Слухи о варяжской доблести и ярости распространялись новгородцами среди днепровских русов, ярости этой не знающих. Среди бывших воинов Святослава, так и среди пришедших хортицких русов, было много таких, кто хотел испытать варягов в бою, из простого соперничества, а также из того, что кто-то попытался попрать непобедимую русскую славу. Вышедших хёвдингов тут же окружили. Колот, со щитом на спине и дланью, лежащей на черене меча, оглядывал старых узнанных соратников: свой шурин Стреша, древичские Ждан, Полеся и Учан, с иных весей и сёл — Ратша Пупырь, Радота, Лунёк, Могута; из молодых, что, заражаясь уверенностью бывалых на ратях кметей, жаждали боя: Павша с друзьями-дружиной — все отвечали жёсткими взглядами на смелые взоры хёвдингов, с вызовом оглядывали стены острога, бросая крепкое словцо. Здесь не как у англов, фризов или вальхов, здесь не боялись и даже желали боя, и варяги чувствовали это своей закалённой в битвах шкурой.
Владимир, в шёлковом цветном летнике, надетом поверх красной шёлковой рубахи, с убранными по новгородскому обычаю в косицу светлыми волосами, в суконной лёгкой шапке с алым верхом сидел на золочёном бабкином переносном стольце, поставленном на высокое крыльцо терема. По сторонам стояли бояре из старых именитых родов и пришлые: Ивор Волчий Хвост, Добрыня, Торир Палёный из Боргундархольма, на Руси известный как Турин Ладожанин, Кальв Олавсон и Хлёд Метатель Копий. Владимир чувствовал в себе уверенность окружённого доблестными мужами государя. Не ответив на уставные приветствия хёвдингов, молвил громко, будто на вече, на языке Северных стран, переводимом толмачом на славянский:
— Я собрал вас, мужи доблестные, чтобы поблагодарить за то, что помогли мне занять стол князей русских, несправедливо занятый моим братом. То, что я вам обещал за помощь, выполню. Я, князь земли Русской, держу своё слово, только вы не сдержали своё. Стейнар из Ядара, в уста которого Локи вложил лесть, склонил вас к измене. Посему ни Стейнар, ни его люди за жадность свою не получат ни эре[216].

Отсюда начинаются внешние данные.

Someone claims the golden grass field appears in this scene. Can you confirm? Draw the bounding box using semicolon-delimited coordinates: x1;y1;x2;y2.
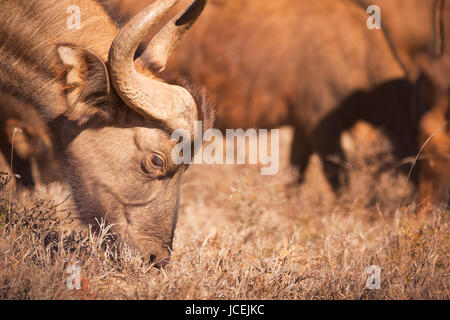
0;128;450;299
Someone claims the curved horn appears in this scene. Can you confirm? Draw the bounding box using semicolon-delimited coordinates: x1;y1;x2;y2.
139;0;207;71
109;0;205;132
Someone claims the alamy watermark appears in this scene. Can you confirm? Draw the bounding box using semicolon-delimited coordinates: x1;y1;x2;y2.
366;265;381;290
171;121;280;175
66;5;81;30
66;264;81;290
367;5;381;30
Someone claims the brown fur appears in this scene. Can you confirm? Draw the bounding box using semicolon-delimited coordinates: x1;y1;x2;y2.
106;0;450;202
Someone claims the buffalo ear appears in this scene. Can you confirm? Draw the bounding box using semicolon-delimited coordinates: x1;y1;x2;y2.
6;118;41;160
56;45;114;125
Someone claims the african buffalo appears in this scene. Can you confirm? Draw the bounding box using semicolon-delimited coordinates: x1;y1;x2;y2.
108;0;450;202
0;0;212;266
0;93;62;187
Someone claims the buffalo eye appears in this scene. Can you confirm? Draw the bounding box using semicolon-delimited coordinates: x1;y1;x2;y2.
152;156;164;168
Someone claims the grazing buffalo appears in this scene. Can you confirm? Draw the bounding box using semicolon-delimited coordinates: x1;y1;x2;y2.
107;0;450;203
0;0;212;265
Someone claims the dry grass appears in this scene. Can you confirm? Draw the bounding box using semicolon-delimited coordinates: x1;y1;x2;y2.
0;125;450;299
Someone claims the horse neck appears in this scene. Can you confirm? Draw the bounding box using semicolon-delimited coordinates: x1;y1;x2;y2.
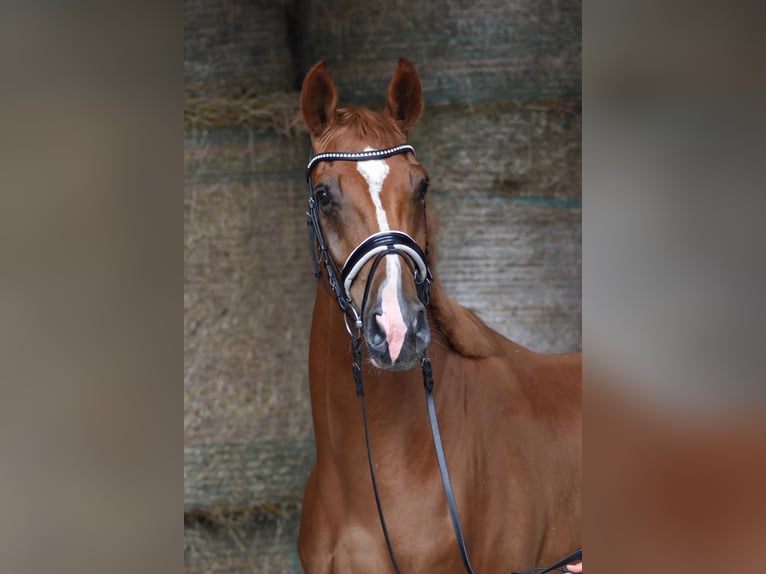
309;284;433;472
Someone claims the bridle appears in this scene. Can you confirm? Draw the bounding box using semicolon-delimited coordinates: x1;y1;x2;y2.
306;144;432;337
306;144;582;574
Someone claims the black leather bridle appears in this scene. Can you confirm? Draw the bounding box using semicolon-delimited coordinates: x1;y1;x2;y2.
306;144;582;574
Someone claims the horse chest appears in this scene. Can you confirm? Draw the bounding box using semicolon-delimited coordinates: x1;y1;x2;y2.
299;468;474;574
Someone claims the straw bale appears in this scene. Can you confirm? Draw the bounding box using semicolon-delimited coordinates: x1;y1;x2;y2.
297;0;582;103
184;0;295;97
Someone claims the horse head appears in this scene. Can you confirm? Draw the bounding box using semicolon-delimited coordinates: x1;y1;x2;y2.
301;59;431;370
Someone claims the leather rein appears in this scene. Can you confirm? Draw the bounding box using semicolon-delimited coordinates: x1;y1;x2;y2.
306;144;582;574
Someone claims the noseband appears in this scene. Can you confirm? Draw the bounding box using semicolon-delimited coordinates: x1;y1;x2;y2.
306;144;432;337
306;144;582;574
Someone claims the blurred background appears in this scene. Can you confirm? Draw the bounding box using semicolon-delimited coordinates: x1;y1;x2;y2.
184;0;582;573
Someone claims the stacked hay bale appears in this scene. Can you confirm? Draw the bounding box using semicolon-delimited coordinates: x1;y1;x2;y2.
184;0;581;573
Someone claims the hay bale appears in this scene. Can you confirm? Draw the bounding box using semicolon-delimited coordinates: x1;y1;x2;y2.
184;436;314;514
297;0;582;103
184;507;302;574
184;128;313;445
410;99;582;206
184;0;295;98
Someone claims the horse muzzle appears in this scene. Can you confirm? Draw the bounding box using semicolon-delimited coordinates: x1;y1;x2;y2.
364;300;431;371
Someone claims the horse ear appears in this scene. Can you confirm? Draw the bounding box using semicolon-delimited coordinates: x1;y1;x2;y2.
386;58;423;134
301;60;338;138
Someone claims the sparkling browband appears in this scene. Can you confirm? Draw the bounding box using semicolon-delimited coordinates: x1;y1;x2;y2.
306;144;415;179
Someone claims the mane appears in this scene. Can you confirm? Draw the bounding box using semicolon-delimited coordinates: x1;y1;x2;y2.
427;202;499;359
315;108;407;151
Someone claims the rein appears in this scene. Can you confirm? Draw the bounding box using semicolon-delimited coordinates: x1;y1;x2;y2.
306;144;582;574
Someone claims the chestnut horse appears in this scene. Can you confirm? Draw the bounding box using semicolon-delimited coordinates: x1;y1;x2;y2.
298;59;582;574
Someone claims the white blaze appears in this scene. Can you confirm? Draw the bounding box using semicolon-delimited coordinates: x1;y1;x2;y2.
356;151;407;362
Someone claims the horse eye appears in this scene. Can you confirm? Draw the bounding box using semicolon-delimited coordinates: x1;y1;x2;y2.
315;185;332;208
418;178;430;199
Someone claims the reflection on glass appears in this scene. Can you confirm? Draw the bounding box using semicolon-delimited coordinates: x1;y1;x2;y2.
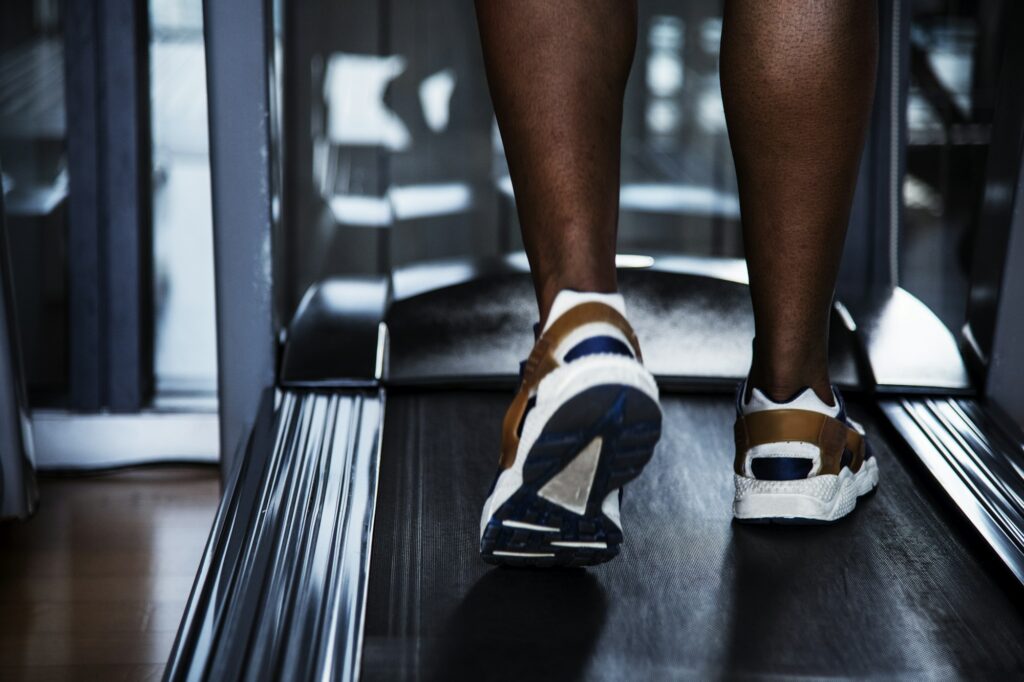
0;0;69;406
899;3;1001;331
150;0;217;404
285;0;740;305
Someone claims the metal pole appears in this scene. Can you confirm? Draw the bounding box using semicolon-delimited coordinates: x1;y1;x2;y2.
204;0;276;477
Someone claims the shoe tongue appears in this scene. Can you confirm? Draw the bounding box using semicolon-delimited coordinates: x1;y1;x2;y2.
542;289;626;334
742;387;840;417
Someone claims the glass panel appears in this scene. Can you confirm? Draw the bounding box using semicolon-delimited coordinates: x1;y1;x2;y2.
284;0;740;313
150;0;217;404
0;0;68;406
899;0;1005;332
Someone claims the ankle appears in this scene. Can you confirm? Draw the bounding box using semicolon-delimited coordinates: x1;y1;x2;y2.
537;280;618;329
746;363;835;406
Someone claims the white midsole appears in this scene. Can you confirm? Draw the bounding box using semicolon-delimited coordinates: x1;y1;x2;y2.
732;458;879;521
480;354;658;538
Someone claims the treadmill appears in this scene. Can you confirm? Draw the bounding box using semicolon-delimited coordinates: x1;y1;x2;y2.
165;0;1024;680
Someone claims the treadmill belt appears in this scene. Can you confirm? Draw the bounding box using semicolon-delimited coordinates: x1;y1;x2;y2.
362;391;1024;680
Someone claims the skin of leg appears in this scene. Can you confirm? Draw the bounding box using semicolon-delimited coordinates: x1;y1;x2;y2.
721;0;878;404
476;0;637;324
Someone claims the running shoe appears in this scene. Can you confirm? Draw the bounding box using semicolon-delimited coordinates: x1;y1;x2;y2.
732;384;879;523
480;291;662;566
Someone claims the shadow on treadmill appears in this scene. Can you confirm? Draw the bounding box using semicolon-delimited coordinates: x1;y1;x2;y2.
427;568;607;682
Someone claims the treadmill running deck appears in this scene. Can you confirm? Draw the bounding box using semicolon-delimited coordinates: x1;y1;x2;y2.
362;390;1024;680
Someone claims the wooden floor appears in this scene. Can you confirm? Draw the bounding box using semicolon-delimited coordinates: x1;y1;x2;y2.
0;467;219;682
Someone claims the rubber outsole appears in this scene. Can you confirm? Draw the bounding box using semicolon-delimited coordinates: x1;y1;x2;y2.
480;384;662;567
733;459;879;525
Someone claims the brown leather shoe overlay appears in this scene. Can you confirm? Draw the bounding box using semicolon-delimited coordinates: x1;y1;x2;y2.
733;410;864;476
498;301;643;469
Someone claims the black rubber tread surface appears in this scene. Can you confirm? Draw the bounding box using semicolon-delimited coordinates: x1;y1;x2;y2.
362;391;1024;680
382;269;859;389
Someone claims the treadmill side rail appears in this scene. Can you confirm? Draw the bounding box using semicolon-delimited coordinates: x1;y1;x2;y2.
879;397;1024;583
165;390;384;680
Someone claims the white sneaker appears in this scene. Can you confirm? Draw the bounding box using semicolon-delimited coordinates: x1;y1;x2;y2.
732;382;879;523
480;291;662;566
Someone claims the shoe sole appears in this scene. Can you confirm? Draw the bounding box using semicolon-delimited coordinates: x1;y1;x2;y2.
732;457;879;524
480;384;662;567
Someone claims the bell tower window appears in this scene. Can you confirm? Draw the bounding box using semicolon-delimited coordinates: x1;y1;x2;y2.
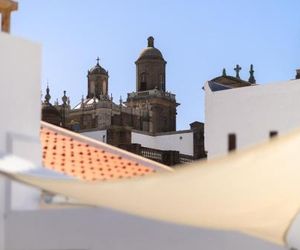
140;73;147;91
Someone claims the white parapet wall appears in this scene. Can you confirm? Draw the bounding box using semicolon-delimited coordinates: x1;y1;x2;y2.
131;130;194;156
205;80;300;158
0;32;41;250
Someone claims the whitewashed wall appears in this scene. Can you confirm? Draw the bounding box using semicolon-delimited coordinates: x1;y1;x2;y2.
205;80;300;158
7;208;285;250
80;130;107;143
131;131;194;155
0;32;41;250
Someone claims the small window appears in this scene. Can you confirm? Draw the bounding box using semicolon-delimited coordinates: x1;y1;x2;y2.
228;134;236;152
269;130;278;138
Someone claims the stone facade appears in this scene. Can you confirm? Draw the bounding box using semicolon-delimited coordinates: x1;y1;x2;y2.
42;37;206;164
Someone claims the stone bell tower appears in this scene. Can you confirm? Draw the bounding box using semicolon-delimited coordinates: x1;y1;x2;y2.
126;36;179;133
87;58;108;99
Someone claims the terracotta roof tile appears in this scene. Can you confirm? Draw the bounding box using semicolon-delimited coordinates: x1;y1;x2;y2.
40;122;169;181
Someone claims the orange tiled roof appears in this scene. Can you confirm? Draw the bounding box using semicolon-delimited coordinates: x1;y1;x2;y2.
40;122;169;181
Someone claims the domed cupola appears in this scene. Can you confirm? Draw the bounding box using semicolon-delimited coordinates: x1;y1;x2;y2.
135;36;167;91
137;36;164;61
87;57;108;99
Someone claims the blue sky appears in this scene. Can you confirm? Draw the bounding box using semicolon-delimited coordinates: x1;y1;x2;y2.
12;0;300;129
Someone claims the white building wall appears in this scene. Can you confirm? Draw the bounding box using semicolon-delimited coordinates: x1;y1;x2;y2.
0;32;41;250
205;80;300;158
80;130;107;143
131;131;194;155
6;208;285;250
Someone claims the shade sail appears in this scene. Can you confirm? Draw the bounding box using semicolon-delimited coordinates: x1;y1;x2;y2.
0;127;300;245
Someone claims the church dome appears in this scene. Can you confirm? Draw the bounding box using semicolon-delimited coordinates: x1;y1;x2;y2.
89;58;108;75
138;36;164;61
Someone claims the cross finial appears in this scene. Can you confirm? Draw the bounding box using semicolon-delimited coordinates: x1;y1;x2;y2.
61;90;68;105
222;68;227;76
0;0;18;33
248;64;256;84
234;64;242;79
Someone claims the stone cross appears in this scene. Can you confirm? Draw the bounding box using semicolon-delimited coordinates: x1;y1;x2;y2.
234;64;242;79
0;0;18;33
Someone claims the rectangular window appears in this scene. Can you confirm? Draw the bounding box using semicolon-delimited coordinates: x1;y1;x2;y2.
269;130;278;138
228;134;236;152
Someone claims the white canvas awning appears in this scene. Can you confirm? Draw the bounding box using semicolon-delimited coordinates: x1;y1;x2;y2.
0;127;300;248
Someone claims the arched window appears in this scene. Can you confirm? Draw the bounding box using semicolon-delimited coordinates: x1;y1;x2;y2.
228;134;236;152
140;72;147;91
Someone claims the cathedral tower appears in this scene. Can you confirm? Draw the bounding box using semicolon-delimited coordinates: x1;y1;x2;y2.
126;36;179;133
135;36;167;91
87;58;108;99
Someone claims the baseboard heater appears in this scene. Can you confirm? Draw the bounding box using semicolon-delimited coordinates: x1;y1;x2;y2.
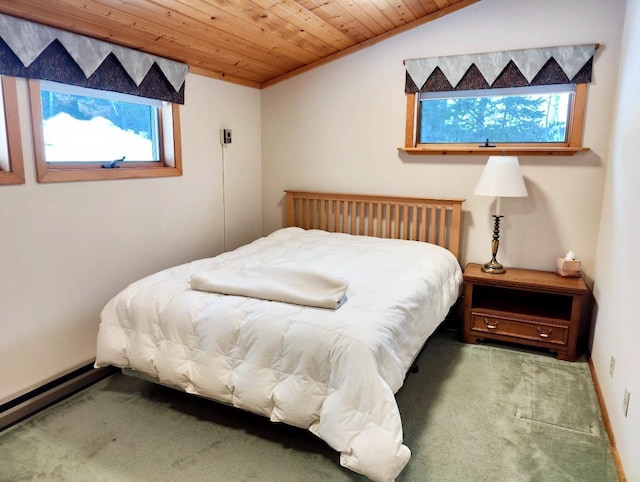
0;363;117;431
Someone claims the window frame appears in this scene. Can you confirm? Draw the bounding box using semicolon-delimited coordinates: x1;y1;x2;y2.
0;75;25;185
29;79;182;182
399;83;588;155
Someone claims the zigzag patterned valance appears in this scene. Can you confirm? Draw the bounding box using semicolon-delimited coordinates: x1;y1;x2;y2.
404;44;597;94
0;14;188;103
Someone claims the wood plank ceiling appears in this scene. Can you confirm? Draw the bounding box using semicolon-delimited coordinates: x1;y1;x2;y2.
0;0;479;88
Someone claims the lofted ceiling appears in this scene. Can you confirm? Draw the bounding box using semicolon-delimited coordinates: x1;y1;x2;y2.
0;0;479;88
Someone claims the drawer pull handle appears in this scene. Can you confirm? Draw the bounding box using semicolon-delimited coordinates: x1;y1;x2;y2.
482;318;498;330
536;326;552;338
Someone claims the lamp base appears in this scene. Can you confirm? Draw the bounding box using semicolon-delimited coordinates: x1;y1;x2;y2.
481;259;506;274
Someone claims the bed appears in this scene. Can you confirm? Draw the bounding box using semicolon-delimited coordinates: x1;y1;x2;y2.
96;191;463;481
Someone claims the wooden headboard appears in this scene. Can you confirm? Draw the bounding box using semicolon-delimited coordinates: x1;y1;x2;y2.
285;190;464;258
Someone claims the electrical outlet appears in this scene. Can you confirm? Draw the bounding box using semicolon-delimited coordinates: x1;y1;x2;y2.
609;355;616;378
622;388;631;417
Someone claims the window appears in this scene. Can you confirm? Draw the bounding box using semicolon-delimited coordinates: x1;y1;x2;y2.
404;84;586;154
418;85;575;144
0;76;24;184
29;80;182;182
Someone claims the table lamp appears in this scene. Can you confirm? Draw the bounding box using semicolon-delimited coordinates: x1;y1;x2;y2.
473;156;527;274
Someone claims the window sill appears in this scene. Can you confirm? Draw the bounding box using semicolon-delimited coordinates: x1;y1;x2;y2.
398;146;589;156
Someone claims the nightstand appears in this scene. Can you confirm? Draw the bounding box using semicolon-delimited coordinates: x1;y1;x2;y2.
462;263;591;361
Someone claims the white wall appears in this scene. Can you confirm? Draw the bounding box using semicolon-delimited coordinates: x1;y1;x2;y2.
592;0;640;481
0;75;262;404
262;0;623;278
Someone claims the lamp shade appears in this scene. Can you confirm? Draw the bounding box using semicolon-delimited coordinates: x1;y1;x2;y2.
473;156;527;198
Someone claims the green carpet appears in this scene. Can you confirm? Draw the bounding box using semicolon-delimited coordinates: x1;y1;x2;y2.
0;332;618;482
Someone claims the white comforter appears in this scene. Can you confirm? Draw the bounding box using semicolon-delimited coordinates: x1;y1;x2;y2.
96;228;462;481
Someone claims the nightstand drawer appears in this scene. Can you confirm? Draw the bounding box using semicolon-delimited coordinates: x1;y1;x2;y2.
471;313;569;345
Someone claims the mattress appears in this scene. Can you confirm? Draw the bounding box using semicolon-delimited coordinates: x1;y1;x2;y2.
96;228;462;481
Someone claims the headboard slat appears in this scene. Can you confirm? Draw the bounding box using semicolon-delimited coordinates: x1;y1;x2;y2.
285;190;464;257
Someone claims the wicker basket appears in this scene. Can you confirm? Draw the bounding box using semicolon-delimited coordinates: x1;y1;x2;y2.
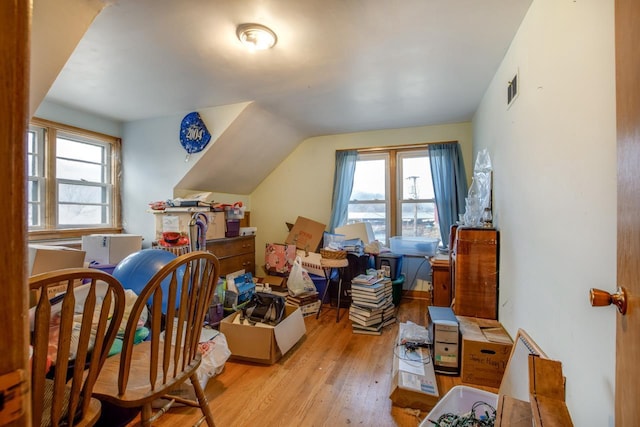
320;249;347;259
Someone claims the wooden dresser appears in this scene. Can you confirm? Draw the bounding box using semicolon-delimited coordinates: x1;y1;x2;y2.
450;227;499;319
429;255;451;307
207;236;256;277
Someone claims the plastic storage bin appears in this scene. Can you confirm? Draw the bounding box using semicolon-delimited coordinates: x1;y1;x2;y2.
418;385;498;427
390;236;440;256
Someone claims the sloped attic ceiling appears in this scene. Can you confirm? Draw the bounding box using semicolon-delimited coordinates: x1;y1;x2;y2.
176;103;304;194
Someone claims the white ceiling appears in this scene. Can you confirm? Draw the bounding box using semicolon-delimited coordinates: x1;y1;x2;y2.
46;0;531;137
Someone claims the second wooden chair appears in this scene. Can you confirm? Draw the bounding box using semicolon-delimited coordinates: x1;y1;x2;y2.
94;251;220;427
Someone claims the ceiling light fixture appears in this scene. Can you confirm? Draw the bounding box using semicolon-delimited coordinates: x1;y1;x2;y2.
236;24;278;50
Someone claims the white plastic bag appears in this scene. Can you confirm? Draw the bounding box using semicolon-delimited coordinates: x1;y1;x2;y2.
287;256;316;296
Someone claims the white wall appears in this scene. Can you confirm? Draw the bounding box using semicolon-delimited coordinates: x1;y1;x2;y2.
34;101;122;138
251;123;473;280
473;0;616;426
122;104;251;247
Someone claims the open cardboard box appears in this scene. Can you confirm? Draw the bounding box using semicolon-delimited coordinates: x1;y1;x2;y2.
284;216;326;252
419;329;573;427
220;305;307;365
27;244;85;307
389;323;440;411
82;234;142;265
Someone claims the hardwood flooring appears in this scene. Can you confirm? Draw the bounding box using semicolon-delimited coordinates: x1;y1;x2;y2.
124;299;496;427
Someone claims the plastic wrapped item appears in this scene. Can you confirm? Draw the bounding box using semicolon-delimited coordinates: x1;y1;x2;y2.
463;149;493;227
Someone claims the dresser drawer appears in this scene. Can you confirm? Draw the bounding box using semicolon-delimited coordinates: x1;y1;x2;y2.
207;236;256;277
207;236;256;259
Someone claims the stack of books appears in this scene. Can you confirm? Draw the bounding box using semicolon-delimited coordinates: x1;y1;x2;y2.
349;274;393;335
286;291;320;317
382;277;396;327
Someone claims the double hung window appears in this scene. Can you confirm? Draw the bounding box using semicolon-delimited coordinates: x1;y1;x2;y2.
347;146;440;245
27;119;120;240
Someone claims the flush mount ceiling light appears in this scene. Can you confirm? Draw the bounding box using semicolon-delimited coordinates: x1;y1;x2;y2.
236;24;278;50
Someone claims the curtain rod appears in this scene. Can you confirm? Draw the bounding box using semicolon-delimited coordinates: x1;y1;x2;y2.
336;141;458;153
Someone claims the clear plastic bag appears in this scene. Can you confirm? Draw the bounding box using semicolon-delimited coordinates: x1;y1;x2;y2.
287;256;316;296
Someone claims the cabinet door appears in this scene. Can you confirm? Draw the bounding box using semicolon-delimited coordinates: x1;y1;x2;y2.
453;228;498;319
431;259;451;307
207;236;256;277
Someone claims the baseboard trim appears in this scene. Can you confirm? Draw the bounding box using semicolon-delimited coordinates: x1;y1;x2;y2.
402;289;431;300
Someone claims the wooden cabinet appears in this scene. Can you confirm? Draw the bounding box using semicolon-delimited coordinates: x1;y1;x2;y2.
207;236;256;277
450;227;499;319
429;256;451;307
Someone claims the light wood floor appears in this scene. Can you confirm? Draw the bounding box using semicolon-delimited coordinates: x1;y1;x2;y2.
124;299;496;427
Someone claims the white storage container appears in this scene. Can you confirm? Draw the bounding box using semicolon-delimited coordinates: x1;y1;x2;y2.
419;385;498;427
390;236;440;256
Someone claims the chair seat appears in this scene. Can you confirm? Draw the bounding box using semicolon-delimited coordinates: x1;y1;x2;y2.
40;380;102;427
93;341;201;408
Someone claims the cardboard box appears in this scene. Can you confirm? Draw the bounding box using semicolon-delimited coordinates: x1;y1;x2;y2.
457;316;513;388
27;245;85;307
220;305;307;365
82;234;142;264
284;216;326;252
154;211;227;240
389;323;440;411
335;222;376;245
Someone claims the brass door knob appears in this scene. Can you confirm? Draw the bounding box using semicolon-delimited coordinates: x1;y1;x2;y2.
589;287;627;315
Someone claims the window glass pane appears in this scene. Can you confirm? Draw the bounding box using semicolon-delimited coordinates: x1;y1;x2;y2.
58;204;107;226
27;154;38;176
347;203;387;242
27;203;41;227
56;159;104;182
27;130;37;154
401;156;434;200
56;137;105;163
27;180;40;202
401;203;440;238
58;184;107;203
351;159;386;200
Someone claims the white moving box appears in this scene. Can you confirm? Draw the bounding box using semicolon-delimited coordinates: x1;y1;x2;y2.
82;234;142;265
389;323;440;411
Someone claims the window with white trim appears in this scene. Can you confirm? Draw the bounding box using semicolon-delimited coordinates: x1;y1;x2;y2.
27;119;120;240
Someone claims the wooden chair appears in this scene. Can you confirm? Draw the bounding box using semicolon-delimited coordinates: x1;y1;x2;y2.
93;251;220;427
29;268;125;427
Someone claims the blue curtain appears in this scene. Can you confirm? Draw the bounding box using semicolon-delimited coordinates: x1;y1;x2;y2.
429;142;467;251
329;150;358;233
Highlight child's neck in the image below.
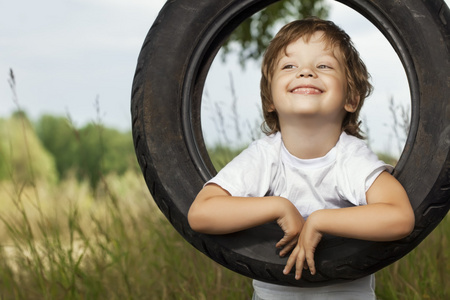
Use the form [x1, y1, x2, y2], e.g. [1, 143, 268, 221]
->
[281, 122, 342, 159]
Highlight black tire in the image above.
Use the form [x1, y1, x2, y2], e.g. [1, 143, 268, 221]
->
[131, 0, 450, 287]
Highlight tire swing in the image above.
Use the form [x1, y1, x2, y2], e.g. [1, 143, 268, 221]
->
[131, 0, 450, 287]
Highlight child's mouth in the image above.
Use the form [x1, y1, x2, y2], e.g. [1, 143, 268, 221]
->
[291, 86, 323, 95]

Князь подождал, пока гул обсуждения пронесётся по собранию вятших варягов. С удовольствием отметил, как хёвдинги отодвинулись от Стейнара, как будто Один проклял его. Так люди всегда невольно отходят от того, на которого единственного падает рухнувшая с неба молния. Стейнар молча сжевал обиду, как справедливо побитый пёс.
— И я, — продолжил князь, — и я мог бы вычесть из вашей награды тот месячный корм, который вы проели, когда поставили мне условия дани. Но вместо этого я вам даю путь чист вниз по Днепру. Вы можете вернуться домой через земли болгар, немцев или пойти служить ромейскому базилевсу. Говорят, что он платит золотом за службу. Но я не дам вам вернуться домой тем путём, каким вы пришли сюда, ибо он лежит через земли, принадлежащие Руси, а после вашего предательства я не уверен, что они останутся неразграбленными. Посему путь вам только тот, который укажу я!
В этот раз обсуждали речь князя только русичи из бояр и дружины, стоявшие на теремном дворе. Варяги, к их чести, снесли новость гордым молчанием.
— Но я хочу взять самых доблестных из вас к себе на службу. Я не неволю никого, и те из вас, кто хочет остаться, могут сообщить об этом моему ярлу Кальву Олавсону, и я решу, насколько сей муж достоин службы в хирде конунга Гардарики!
Князь поднялся со стольца, взлетели расписанные травами рукава летника, будто цветные крылья. Гридни, сомкнувшись перед крыльцом княжеских хором, ненавязчиво начали давить хёвдингов со двора.